Frank,

I have given some details of the design in the post Cross sectional study design and analysis technique for evaluating the impact of COVID 19 on radiotherapy quality of care indicators. Briefly my goal is to analyze the impact of the treatment period on the number of Quality Indicators adhered to.

For each treatment course, we will therefore have a count of QI adhered to - for some it may be 19, while others it may be 0. Realistically, however, it is likely the number will lie between 18 to 8. This is because some of the QIs are always adhered to in our setting (and unfortunately one is never).

I started out by doing a sample size calculation using the posamsize function with probability vectors like this : (note that the values in the vector represent the proportion of the treatment courses that will fall in each of the 11 possible counts)

```
p <- c(0.9,0,0,0,0,0,0,0.1,0,0,0) #Sample size = 415.5
q <- c(0.8,0,0,0,0,0,0,0.2,0,0,0) #Sample size = 233.7
r <- c(0.7,0,0,0,0,0,0,0.2,0.1,0,0) #Sample Size = 178.1
```

and so on but this quickly became tedious.

I noted though that the sample size increased as we had more extreme values of the probability and that it did not matter where the values were placed in the vector. For example:

```
x <- c(0.7,0.0,0.01,0.02,0.03,0,0.03,0,0.2,0,0.01) # Sample Size = 172.9
y <- c(0.6,0.0,0.01,0.02,0.03,0,0.03,0,0.3,0,0.01) # Sample Size = 148.9
```

As I have outlined in my last post I tried to use the expand grid function to generate probability but ran out of memory. Essentially I realized I needed a set of 11 probabilities where the sum would equal 1. So that is where the Dirichlet function came in (after some searching in StackExchange).

I put this up here as I also feel that the narrow range of sample sizes I am getting is unrealistic. However, I know that it is also unrealistic that we will have a probablity distribution like p for example. Most likely we will have something like x and y but what exactly will come I have no idea. Hence I decided to simulate this using random numbers.

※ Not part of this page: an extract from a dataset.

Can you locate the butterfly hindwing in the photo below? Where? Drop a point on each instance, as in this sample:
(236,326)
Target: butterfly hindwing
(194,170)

After some playing around with the rdirichlet function I realized that the alpha parameter influences how the probablity - hence I decided to put random numbers in the alpha parameter in the code above.

After further searching I came across the RandVec which does the same thing - generate a set of vectors of values with a fixed sum (in this case 1).

```
library(Surrogate)
library(data.table)
library(Hmisc)
x <- c(0.6,0.0,0.01,0.02,0.03,0,0.03,0,0.3,0,0.01)
posamsize(x,odds.ratio=2.5)
l <- RandVec(a=0,b=1,s=1,n=11,m=100)$RandVecOutput
l <- as.data.frame(l)
l1 <- l %>% transpose(.)
l1 <- l1 %>%
rowwise() %>%
mutate(ss=posamsize(c_across(V1:V11),odds.ratio=2.5,power=0.8,alpha=0.05)$n)
```

The resultant sample sizes are essentially similar.

I would love to learn more about how we should actually do these sample size calculations from you Frank.

Link to the protocol for the study being drafted is here : Link to protocol.